INSTITUTION OF MINISTRY OF PUBLIC HEALTH OF THE REPUBLIC OF BELARUS

DIAGNOSTIC AND TREATMENT FOR SUMP-SYNDROME AFTER FORMATION OF BILIODIGESTIVE ANASTOMOSIS

Objective. To develop a therapeutic-diagnostic algorithm and to improve the results of treatment for different forms of the sump-syndrome after the biliodigestive anastomoses formed.

Materials and methods. During the period from 2002 to 2016, 74 patients with sump-syndrome including 48 persons after choledochoduodenostomy, 20 patients after “side-to-side” hepaticojejunostomy, six subjects after “end-to-side” hepaticojejunostomy were treated at the Republican Center for Reconstructive Surgical Gastroenterology and Coloproctology. Cholangiolithiasis development in the “sump” after reconstructive operations was observed in 11 (14.9%) patients. The cholangitis severity in the “sump-syndrome” was determined according to the TG13 Classification: Updated Tokyo Guidelines. Stenoses and strictures of the large duodenal papilla occurred in seven (9.5%) patients.

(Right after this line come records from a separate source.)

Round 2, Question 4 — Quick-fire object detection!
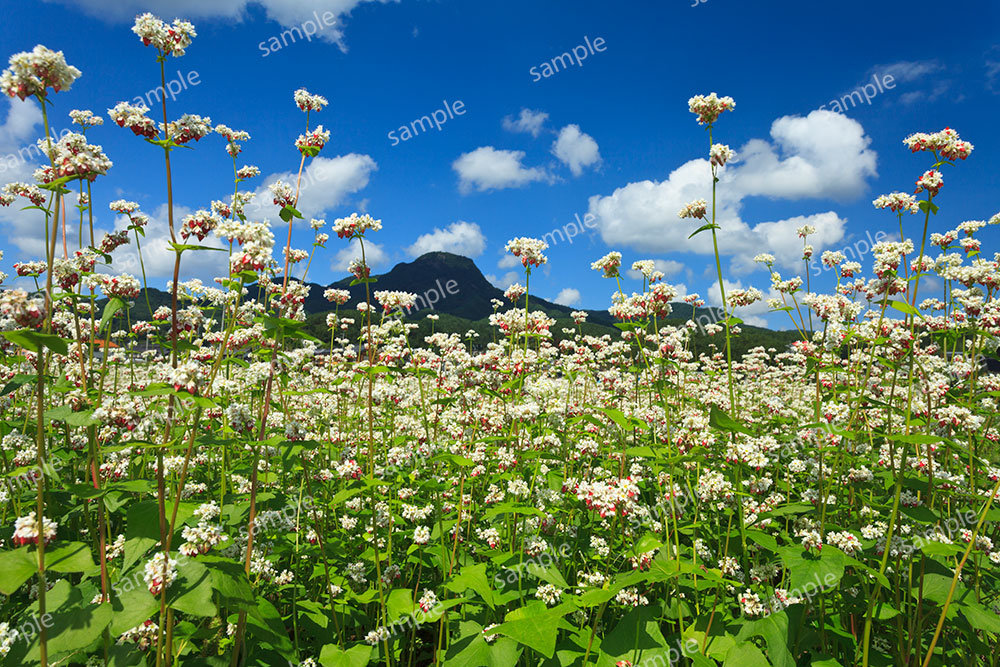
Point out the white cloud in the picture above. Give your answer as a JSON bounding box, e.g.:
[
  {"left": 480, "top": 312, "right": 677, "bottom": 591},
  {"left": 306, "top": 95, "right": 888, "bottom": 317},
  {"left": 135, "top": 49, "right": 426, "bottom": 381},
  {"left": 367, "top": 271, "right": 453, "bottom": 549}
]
[
  {"left": 497, "top": 255, "right": 521, "bottom": 269},
  {"left": 552, "top": 125, "right": 601, "bottom": 176},
  {"left": 706, "top": 279, "right": 781, "bottom": 327},
  {"left": 552, "top": 287, "right": 580, "bottom": 306},
  {"left": 247, "top": 153, "right": 378, "bottom": 221},
  {"left": 451, "top": 146, "right": 549, "bottom": 193},
  {"left": 0, "top": 96, "right": 45, "bottom": 260},
  {"left": 330, "top": 239, "right": 389, "bottom": 273},
  {"left": 406, "top": 220, "right": 486, "bottom": 257},
  {"left": 628, "top": 259, "right": 685, "bottom": 280},
  {"left": 110, "top": 204, "right": 229, "bottom": 284},
  {"left": 48, "top": 0, "right": 398, "bottom": 51},
  {"left": 729, "top": 109, "right": 876, "bottom": 200},
  {"left": 485, "top": 271, "right": 521, "bottom": 290},
  {"left": 733, "top": 211, "right": 847, "bottom": 271},
  {"left": 589, "top": 111, "right": 876, "bottom": 271},
  {"left": 503, "top": 109, "right": 549, "bottom": 139},
  {"left": 865, "top": 60, "right": 944, "bottom": 83}
]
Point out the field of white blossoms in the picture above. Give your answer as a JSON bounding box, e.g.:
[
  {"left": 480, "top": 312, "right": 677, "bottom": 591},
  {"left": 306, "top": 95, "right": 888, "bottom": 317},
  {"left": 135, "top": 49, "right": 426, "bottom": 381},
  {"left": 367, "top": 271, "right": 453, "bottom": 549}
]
[{"left": 0, "top": 9, "right": 1000, "bottom": 667}]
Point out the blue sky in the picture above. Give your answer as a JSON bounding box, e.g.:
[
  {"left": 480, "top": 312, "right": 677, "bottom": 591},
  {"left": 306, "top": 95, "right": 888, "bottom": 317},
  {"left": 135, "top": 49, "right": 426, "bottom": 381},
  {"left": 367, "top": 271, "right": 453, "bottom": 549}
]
[{"left": 0, "top": 0, "right": 1000, "bottom": 328}]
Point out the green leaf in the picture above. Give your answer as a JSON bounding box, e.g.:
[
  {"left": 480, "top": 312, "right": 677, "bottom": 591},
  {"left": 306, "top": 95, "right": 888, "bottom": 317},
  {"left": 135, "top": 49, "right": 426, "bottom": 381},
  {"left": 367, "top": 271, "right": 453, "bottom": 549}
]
[
  {"left": 199, "top": 555, "right": 254, "bottom": 609},
  {"left": 601, "top": 607, "right": 677, "bottom": 665},
  {"left": 0, "top": 547, "right": 38, "bottom": 595},
  {"left": 319, "top": 644, "right": 372, "bottom": 667},
  {"left": 278, "top": 206, "right": 302, "bottom": 222},
  {"left": 45, "top": 542, "right": 100, "bottom": 577},
  {"left": 111, "top": 580, "right": 160, "bottom": 637},
  {"left": 889, "top": 300, "right": 923, "bottom": 317},
  {"left": 97, "top": 296, "right": 127, "bottom": 331},
  {"left": 2, "top": 329, "right": 69, "bottom": 355},
  {"left": 722, "top": 642, "right": 770, "bottom": 667},
  {"left": 708, "top": 404, "right": 753, "bottom": 435},
  {"left": 0, "top": 373, "right": 37, "bottom": 396},
  {"left": 20, "top": 579, "right": 112, "bottom": 664},
  {"left": 917, "top": 199, "right": 938, "bottom": 215},
  {"left": 688, "top": 222, "right": 719, "bottom": 239},
  {"left": 444, "top": 621, "right": 523, "bottom": 667},
  {"left": 167, "top": 243, "right": 226, "bottom": 252},
  {"left": 167, "top": 558, "right": 218, "bottom": 616},
  {"left": 736, "top": 611, "right": 795, "bottom": 667},
  {"left": 493, "top": 603, "right": 573, "bottom": 658},
  {"left": 778, "top": 545, "right": 844, "bottom": 598},
  {"left": 445, "top": 563, "right": 496, "bottom": 609}
]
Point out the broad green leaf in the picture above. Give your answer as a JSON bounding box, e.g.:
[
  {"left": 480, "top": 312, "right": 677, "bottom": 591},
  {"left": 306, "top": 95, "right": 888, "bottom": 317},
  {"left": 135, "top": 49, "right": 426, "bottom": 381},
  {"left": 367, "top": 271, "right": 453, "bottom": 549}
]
[
  {"left": 0, "top": 329, "right": 69, "bottom": 355},
  {"left": 722, "top": 642, "right": 770, "bottom": 667},
  {"left": 97, "top": 296, "right": 126, "bottom": 331},
  {"left": 0, "top": 546, "right": 38, "bottom": 595},
  {"left": 708, "top": 404, "right": 753, "bottom": 435},
  {"left": 493, "top": 604, "right": 573, "bottom": 658},
  {"left": 736, "top": 611, "right": 795, "bottom": 667},
  {"left": 778, "top": 546, "right": 844, "bottom": 597},
  {"left": 445, "top": 563, "right": 496, "bottom": 609},
  {"left": 319, "top": 644, "right": 372, "bottom": 667},
  {"left": 45, "top": 542, "right": 100, "bottom": 577},
  {"left": 444, "top": 621, "right": 523, "bottom": 667}
]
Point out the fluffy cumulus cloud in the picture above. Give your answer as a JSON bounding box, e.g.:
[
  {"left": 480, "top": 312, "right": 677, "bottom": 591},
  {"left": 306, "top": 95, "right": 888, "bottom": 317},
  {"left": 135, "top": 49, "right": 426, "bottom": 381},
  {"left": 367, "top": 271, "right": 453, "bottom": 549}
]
[
  {"left": 48, "top": 0, "right": 398, "bottom": 50},
  {"left": 589, "top": 111, "right": 876, "bottom": 271},
  {"left": 552, "top": 125, "right": 601, "bottom": 176},
  {"left": 628, "top": 259, "right": 685, "bottom": 280},
  {"left": 0, "top": 97, "right": 53, "bottom": 262},
  {"left": 110, "top": 204, "right": 230, "bottom": 286},
  {"left": 503, "top": 109, "right": 549, "bottom": 138},
  {"left": 247, "top": 153, "right": 378, "bottom": 220},
  {"left": 729, "top": 110, "right": 876, "bottom": 200},
  {"left": 705, "top": 279, "right": 781, "bottom": 327},
  {"left": 485, "top": 271, "right": 521, "bottom": 290},
  {"left": 330, "top": 239, "right": 389, "bottom": 273},
  {"left": 451, "top": 146, "right": 549, "bottom": 193},
  {"left": 406, "top": 220, "right": 486, "bottom": 257},
  {"left": 552, "top": 287, "right": 580, "bottom": 306}
]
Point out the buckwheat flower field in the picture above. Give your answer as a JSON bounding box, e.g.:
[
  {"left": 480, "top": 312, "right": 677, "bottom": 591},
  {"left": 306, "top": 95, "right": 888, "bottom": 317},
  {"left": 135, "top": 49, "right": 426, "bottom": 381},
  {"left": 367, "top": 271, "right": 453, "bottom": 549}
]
[{"left": 0, "top": 3, "right": 1000, "bottom": 667}]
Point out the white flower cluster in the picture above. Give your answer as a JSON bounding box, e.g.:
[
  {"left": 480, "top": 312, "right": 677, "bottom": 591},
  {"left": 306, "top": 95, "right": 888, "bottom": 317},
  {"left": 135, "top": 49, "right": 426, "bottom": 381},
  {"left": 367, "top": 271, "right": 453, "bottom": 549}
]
[
  {"left": 132, "top": 12, "right": 198, "bottom": 57},
  {"left": 903, "top": 127, "right": 973, "bottom": 161},
  {"left": 69, "top": 109, "right": 104, "bottom": 130},
  {"left": 688, "top": 93, "right": 736, "bottom": 125},
  {"left": 504, "top": 236, "right": 549, "bottom": 267},
  {"left": 293, "top": 88, "right": 329, "bottom": 111},
  {"left": 142, "top": 551, "right": 177, "bottom": 595},
  {"left": 375, "top": 290, "right": 417, "bottom": 313},
  {"left": 0, "top": 44, "right": 81, "bottom": 100},
  {"left": 677, "top": 199, "right": 708, "bottom": 219},
  {"left": 333, "top": 213, "right": 382, "bottom": 239},
  {"left": 590, "top": 251, "right": 622, "bottom": 278},
  {"left": 108, "top": 102, "right": 156, "bottom": 139},
  {"left": 708, "top": 144, "right": 736, "bottom": 167},
  {"left": 11, "top": 512, "right": 56, "bottom": 546},
  {"left": 872, "top": 192, "right": 920, "bottom": 215}
]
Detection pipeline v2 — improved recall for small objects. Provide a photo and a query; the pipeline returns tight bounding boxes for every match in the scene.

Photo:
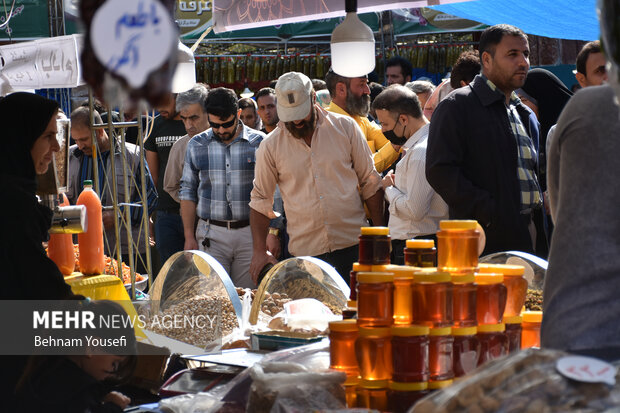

Results. According to the TG13 Classification, of all patients with the syndrome degree I was observed in 19 patients, II — in 18, and III — in 37 persons. The cholangitis clinical picture within the sump-syndrome was observed mainly among the patients after choleodochoduodenostomy (37—50% of patients). In case of the cholangitis degree I conservative treatment was used, degrees II and III — different variants of reoperations and minimally invasive interventions were performed. The syndrome was caused by the inadequately formed anastomoses: high choledochoduodenoanastomosis (24); an inadequate primary variant of reconstruction (2); “side-to-side” hepaticojejunostomy (27); “side-to-side” hepaticojejunostomy on the jejunal loop with Browns bypass (6); “side-to-side” hepaticojejunostomy with strictures of choledochoduodenoanastomosis after their reconstruction (11);  choledochoduodenoanastomosis formation with the stump of the duodenum after the stomach resection according to Billroth-II (2).

Conclusion. Minimally invasive retrograde endoscopic interventions and adequate variants of reconstructive operations wide application for managing sump-syndrome will make possible reduction of likelihood of the syndrome development in the long-term period.